Graton’s Green Valley Village development approved, park plans advancing

The 1.4-acre, 10-unit Green Valley Village is likely to have a profound visual impact on Graton, where developer Orrin Thiessen has already made his mark.|

Plans to transform a vacant lot near the center of Graton into new housing and a long-awaited community park are advancing, with approvals granted by Sonoma County supervisors paving the way for the final groundwork to occur.

Local developer Orrin Thiessen said he’s hoping to start construction this fall, though the timing depends on county approval of engineering plans for site improvements including underground utilities, he said.

The 1.4-acre Green Valley Village is likely to have a profound visual impact on a rural town that already bears Thiessen’s mark. His renovation of a half-dozen or so buildings along Graton Road in the 1990s - using architectural details from the turn of the 20th century - breathed new life into the small business district.

Thiessen’s new project is just half a block away, south of a gravel alley that runs behind Underwood Bar and Bistro, a thriving restaurant that benefited from his touch. The residential development is bounded on the other three sides by Bowen, Shirley and Edison streets.

Plans for the project include 10 densely positioned, two-story homes with free-standing garages, six of them topped by upstairs apartments. Two of the 10 residential sites will be built with sweat equity under contract with Habitat for Humanity.

In addition, Thiessen intends to sell half an acre edged by a seasonal creek along Shirley Street to a community nonprofit group raising funds for a town park and community garden. That planned open space would replace a larger area of garden plots that residents have used for several years and will have to give up when construction of Green Valley Village begins.

In authorizing permits and land-use designations for the venture by unanimous vote last Tuesday, county supervisors lauded the project for having several features deemed beneficial to the west county community. They included its provision of affordable housing units and improved land for the park, as well as dedication of a 0.07-acre corner parcel and two new water tanks for the Downtown Graton Mutual Water Company, which already maintains a well and storage on the site. Thiessen also is funding new curbs, gutters and sidewalks along portions of Bowen and Edison streets.

Board of Supervisors Chairman Efren Carrillo said he was especially gratified to see the deal Thiessen had struck with Habitat for Humanity.

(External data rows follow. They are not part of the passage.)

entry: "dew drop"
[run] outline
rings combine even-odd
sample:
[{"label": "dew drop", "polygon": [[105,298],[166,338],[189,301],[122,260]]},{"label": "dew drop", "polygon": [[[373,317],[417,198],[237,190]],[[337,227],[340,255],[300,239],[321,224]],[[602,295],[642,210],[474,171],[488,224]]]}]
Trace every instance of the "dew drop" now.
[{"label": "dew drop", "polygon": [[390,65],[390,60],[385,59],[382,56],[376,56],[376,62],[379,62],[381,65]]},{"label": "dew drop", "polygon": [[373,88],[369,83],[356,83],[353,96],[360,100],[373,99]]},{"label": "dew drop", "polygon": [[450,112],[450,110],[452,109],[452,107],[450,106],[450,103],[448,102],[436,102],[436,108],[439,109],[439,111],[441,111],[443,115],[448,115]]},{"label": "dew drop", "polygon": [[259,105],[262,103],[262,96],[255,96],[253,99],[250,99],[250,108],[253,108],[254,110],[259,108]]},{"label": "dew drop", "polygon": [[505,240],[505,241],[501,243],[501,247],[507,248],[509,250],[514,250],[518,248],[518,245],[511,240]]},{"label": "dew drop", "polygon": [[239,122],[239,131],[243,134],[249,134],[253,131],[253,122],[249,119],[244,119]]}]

He will sell two construction-ready residential sites for $80,000, an estimated $200,000 below market value, county planners said.

“Having been raised in a Habitat for Humanity home, I know that this will have a great impact,” Carrillo said.

“Any time there is a project with multiple benefits, it’s something that we should celebrate,” he said.

Reception among residents is somewhat varied, however, according to several locals.

Among them are John Roehl, an Edison Street resident who voiced apprehension about the new development directly opposite his home.

He is especially concerned about longterm maintenance of the park.

“My whole wealth, whatever that is, is tied up in my house, and across the street from me is going to be a bunch of housing that I don’t know what it’s going to be like,” Roehl said, adding that several neighbors feel the same way.

Randi Francis, who also lives within a couple of blocks of the project, said the community outlook probably leaned toward the positive, given Thiessen’s commitment to green, sustainable building design and the park support.

Thiessen plans to subsidize the park through more than $30,000 in improvements before selling it to the Graton Green Group, a nonprofit in search of a park for most of the past decade. The purchase price is about $164,000, Thiessen said.

The organization has applied to the Sonoma County Agricultural Preservation and Open Space District for a $104,000 grant to go toward the purchase of the land, and has raised $55,000 toward the $80,000 in cash needed to help match the grant, along with in-kind donations, the organization’s vice president, Dewey Watson, said.

Donations include two contributions of $15,000 and $5,000 from anonymous individuals, as well as $5,000 recently given by Graton-based Purple Wine & Spirits, according to HolLynn D’Lil, the group’s secretary.

The remainder has been raised through sales of commemorative bricks and individual, grass-roots donations, she said.

Watson said the community is optimistic about the county grant.

“There is no park in Graton, and there’s a community need,” he said. “So I think we have checked all the right boxes and said all the right things on the grant application.”